7. Deve, infine, osservarsi che - in mancanza di gravame del P.M. sul punto - la pena di gg. dieci di reclusione , inferiore al limite di legge, inflitta all'imputato costituisce errore di diritto al quale questa Corte non può porre riparo, ne' con le formalità di cui agli artt. 130 e 619 c.p.p., perché si versa in ipotesi di errore di giudizio e non di errore materiale del computo aritmetico della pena;
nè in osservanza dell'art. 1 cod. pen. ed in forza del compito istituzionale proprio della Corte di cassazione di correggere le deviazioni da tale disposizione: ciò in quanto la possibilità di correggere in sede di legittimità la illegalità della pena, nella specie o nella quantità, è limitata all'ipotesi in cui l'errore sia avvenuto a danno e non in vantaggio dell'imputato, essendo anche in detta sede non superabile il limite del divieto della "reformatio in peius" (Sez. 5, ord. 771 del 15.2.2000, P.M. in proc. Bosco, rv 215727).
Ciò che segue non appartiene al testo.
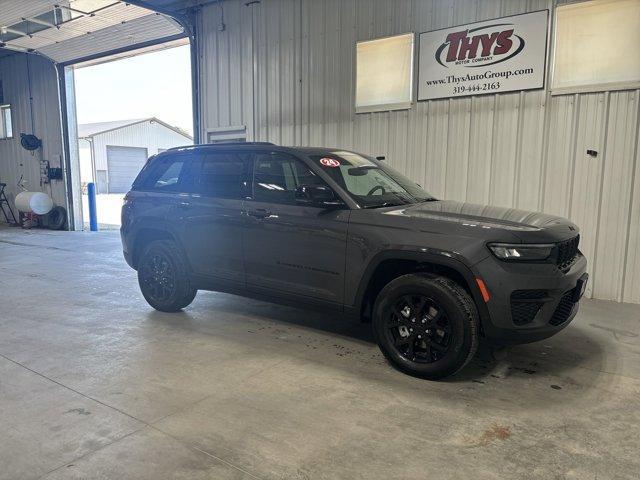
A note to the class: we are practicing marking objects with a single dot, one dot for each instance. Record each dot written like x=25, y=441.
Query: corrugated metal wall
x=285, y=69
x=149, y=135
x=15, y=161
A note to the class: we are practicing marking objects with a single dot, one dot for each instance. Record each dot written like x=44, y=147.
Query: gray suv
x=344, y=232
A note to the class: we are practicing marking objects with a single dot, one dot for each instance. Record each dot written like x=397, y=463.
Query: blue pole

8. Alla inammissibilità del ricorso consegue la condanna del ricorrente al pagamento delle spese processuali e della somma che si stima equo determinare in Euro 1.000,00 in favore della cassa delle ammende.
P.Q.M.
Dichiara inammissibile il ricorso e condanna il ricorrente al pagamento delle spese processuali e della somma di Euro 1.000,00 in favore della cassa delle ammende.
Così deciso in Roma, il 20 novembre 2013.